Weißmeier-Festival in Zweibrücken

Zweibrücken 19. April 2015

20.000 Euro Garantie-Auszahlung in der Viererwette – diese Summe gab es am Sonntag nicht auf einer der großen Bahnen, sondern beim Saisonauftakt in Zweibrücken. Darin enthalten war ein Jackpot von rund 13.700 Euro. Und mit Guilded Spirit (dritter Tagessieg der wie entfesselt reitenden Esther Ruth Weißmeier im Sattel und ihrer Mutter Regine als Trainerin) setzte sich der 54:10-Mitfavorit durch.

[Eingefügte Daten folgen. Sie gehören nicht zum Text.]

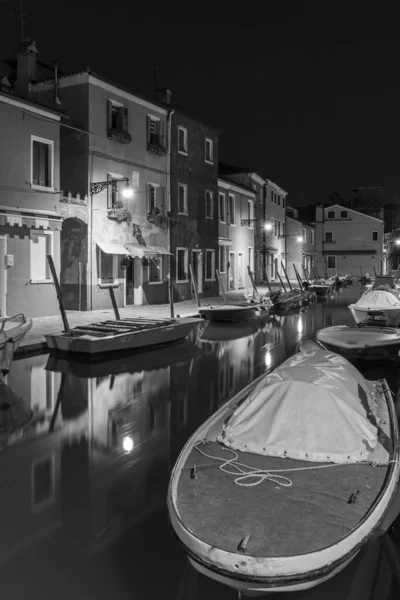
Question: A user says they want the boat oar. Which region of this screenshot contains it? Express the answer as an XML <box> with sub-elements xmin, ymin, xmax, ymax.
<box><xmin>281</xmin><ymin>261</ymin><xmax>293</xmax><ymax>292</ymax></box>
<box><xmin>276</xmin><ymin>269</ymin><xmax>287</xmax><ymax>294</ymax></box>
<box><xmin>47</xmin><ymin>254</ymin><xmax>69</xmax><ymax>331</ymax></box>
<box><xmin>216</xmin><ymin>269</ymin><xmax>228</xmax><ymax>306</ymax></box>
<box><xmin>189</xmin><ymin>265</ymin><xmax>201</xmax><ymax>308</ymax></box>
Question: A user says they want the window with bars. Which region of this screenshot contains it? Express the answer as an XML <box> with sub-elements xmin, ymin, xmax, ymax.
<box><xmin>31</xmin><ymin>137</ymin><xmax>53</xmax><ymax>188</ymax></box>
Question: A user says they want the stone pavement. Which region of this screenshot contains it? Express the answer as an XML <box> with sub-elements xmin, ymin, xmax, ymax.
<box><xmin>15</xmin><ymin>283</ymin><xmax>277</xmax><ymax>356</ymax></box>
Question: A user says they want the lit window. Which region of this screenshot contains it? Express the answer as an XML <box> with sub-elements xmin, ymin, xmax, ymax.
<box><xmin>178</xmin><ymin>127</ymin><xmax>187</xmax><ymax>154</ymax></box>
<box><xmin>218</xmin><ymin>193</ymin><xmax>225</xmax><ymax>223</ymax></box>
<box><xmin>205</xmin><ymin>250</ymin><xmax>215</xmax><ymax>280</ymax></box>
<box><xmin>205</xmin><ymin>138</ymin><xmax>214</xmax><ymax>163</ymax></box>
<box><xmin>30</xmin><ymin>230</ymin><xmax>53</xmax><ymax>283</ymax></box>
<box><xmin>176</xmin><ymin>248</ymin><xmax>189</xmax><ymax>282</ymax></box>
<box><xmin>31</xmin><ymin>136</ymin><xmax>53</xmax><ymax>188</ymax></box>
<box><xmin>206</xmin><ymin>190</ymin><xmax>214</xmax><ymax>219</ymax></box>
<box><xmin>178</xmin><ymin>183</ymin><xmax>188</xmax><ymax>215</ymax></box>
<box><xmin>149</xmin><ymin>256</ymin><xmax>163</xmax><ymax>283</ymax></box>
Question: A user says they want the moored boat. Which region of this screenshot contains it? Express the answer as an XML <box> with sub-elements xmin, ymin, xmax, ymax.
<box><xmin>168</xmin><ymin>341</ymin><xmax>400</xmax><ymax>593</ymax></box>
<box><xmin>45</xmin><ymin>317</ymin><xmax>202</xmax><ymax>355</ymax></box>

20.000 Euro Garantie-Auszahlung in der Viererwette – diese Summe gab es am Sonntag nicht auf einer der großen Bahnen, sondern beim Saisonauftakt in Zweibrücken. Darin enthalten war ein Jackpot von rund 13.700 Euro. Und mit Guilded Spirit (dritter Tagessieg der wie entfesselt reitenden Esther Ruth Weißmeier im Sattel und ihrer Mutter Regine als Trainerin) setzte sich der 54:10-Mitfavorit durch.

Mit dem Favoriten Noble Fighter auf Rang zwei vor Beltaine Fire und Islington war die Wette gut zu treffen, brachte mit 22.933:10 Euro noch eine sehr gute Quote.

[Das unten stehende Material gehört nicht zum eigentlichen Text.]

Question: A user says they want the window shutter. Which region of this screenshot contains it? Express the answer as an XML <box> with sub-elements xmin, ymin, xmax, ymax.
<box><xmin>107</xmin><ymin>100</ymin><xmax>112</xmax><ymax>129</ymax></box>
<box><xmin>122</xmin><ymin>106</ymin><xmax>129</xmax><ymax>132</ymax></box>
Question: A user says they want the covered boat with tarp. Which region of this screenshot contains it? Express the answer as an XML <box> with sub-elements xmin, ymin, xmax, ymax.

In weiterhin glänzender Verfassung agiert Michael Klapschus‘ Serko (27:10, L. Bieß), der in einem 2.400 Meter-Handicap schon den dritten Saisontreffer landete. Lange ließ sich der Favorit von Bin Manduro führen, doch dann trumpfte er auf der Geraden souverän auf. Larissa Bieß hatte sich erst vor wenigen Wochen die Perlenkette in Neuss gesichert.

Im ersten Lauf zum German Tote Junior Cup Südwest setzte sich Loid Bekaert mit Alviana (27:10) durch. Vier der fünf Pferde im Araberrennen kamen aus dem Stall von Regine Weißmeier, und natürlich machten diese Kandidaten auch die Prüfung unter sich aus mit Forgehill Sarkava (31:10, E. R. Weißmeier) an der Spitze.

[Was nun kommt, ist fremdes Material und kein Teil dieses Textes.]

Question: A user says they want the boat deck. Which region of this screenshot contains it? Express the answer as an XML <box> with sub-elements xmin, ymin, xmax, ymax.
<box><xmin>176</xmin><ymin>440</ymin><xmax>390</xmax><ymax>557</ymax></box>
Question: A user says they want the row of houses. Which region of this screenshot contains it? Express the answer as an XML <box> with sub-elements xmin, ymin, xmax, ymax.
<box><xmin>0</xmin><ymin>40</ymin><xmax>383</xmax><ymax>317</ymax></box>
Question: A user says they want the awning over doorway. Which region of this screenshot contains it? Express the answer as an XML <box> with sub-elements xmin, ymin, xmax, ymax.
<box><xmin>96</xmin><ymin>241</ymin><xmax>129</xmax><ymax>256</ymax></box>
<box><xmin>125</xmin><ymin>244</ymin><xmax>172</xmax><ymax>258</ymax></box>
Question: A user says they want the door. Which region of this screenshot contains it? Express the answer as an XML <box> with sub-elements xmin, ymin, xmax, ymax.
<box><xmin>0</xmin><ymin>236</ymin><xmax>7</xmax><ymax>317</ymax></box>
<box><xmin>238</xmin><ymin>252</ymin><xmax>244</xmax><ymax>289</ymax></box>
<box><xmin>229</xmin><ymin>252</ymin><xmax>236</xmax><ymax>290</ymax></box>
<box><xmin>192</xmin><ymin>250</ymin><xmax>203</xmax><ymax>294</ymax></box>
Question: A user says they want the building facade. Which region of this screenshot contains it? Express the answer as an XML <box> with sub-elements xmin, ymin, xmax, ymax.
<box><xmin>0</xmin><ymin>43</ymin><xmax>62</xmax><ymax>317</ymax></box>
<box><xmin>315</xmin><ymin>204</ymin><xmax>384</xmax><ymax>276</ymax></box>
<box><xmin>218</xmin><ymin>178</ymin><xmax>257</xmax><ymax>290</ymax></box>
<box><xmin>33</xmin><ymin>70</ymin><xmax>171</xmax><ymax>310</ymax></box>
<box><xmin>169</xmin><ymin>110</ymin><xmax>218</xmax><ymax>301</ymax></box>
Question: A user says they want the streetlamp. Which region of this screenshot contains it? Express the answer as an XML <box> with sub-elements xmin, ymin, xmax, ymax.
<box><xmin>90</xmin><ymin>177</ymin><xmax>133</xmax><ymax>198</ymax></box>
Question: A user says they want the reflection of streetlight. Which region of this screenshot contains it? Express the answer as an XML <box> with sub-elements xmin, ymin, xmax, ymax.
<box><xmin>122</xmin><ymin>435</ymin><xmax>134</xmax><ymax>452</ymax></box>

Die große Stallform von Horst Rudolph hielt auch in einem 1.800 Meter-Ausgleich IV, als sich Gold Prize (72:10, F. X. Weißmeier) gegen die Favoritin Perfect Mood und Skyline behauptete.

Auch die Weißmeier-Familie trumpfte weiter auf – in einer 1.800 Meter-Prüfung rechtfertigte Incorruptible (Esther Ruth Weißmeier / Regine Weißmeier) das Vertrauen als 34:10-Chance vor dem Stallgefährten Quietude und Rock Of Glenstal. Fabian Xaver Weißmeier holte sich auch den abschließendem Ausgleich IV über 1.350 Meter mit Little Man (37:10) vor Keyana und Angel Danon.

Im Jagdrennen gab es dagegen eine Riesen-Sensation durch die von Oliver Schnakenberg gerittene und trainierte Desroches, die als 196:10-Außenseiterin zuletzt allein auf weiter Flur war und den überraschend klar favorisierten Acteur de l‘ Ecu sowie den Veteran Nuevo Leon distanzierte. Indian Sun, früher das beste Hindernispferd Deutschlands, hatte mit sehr hohem Gewicht nie eine Chance.

Seiner Favoritenrolle als 18:10-Chance wurde Alfred Renz‘ Kingston Eucalypt (K. Braye) in einer 2.400 Meter-Prüfung vor A Mighty Heart sicher gerecht.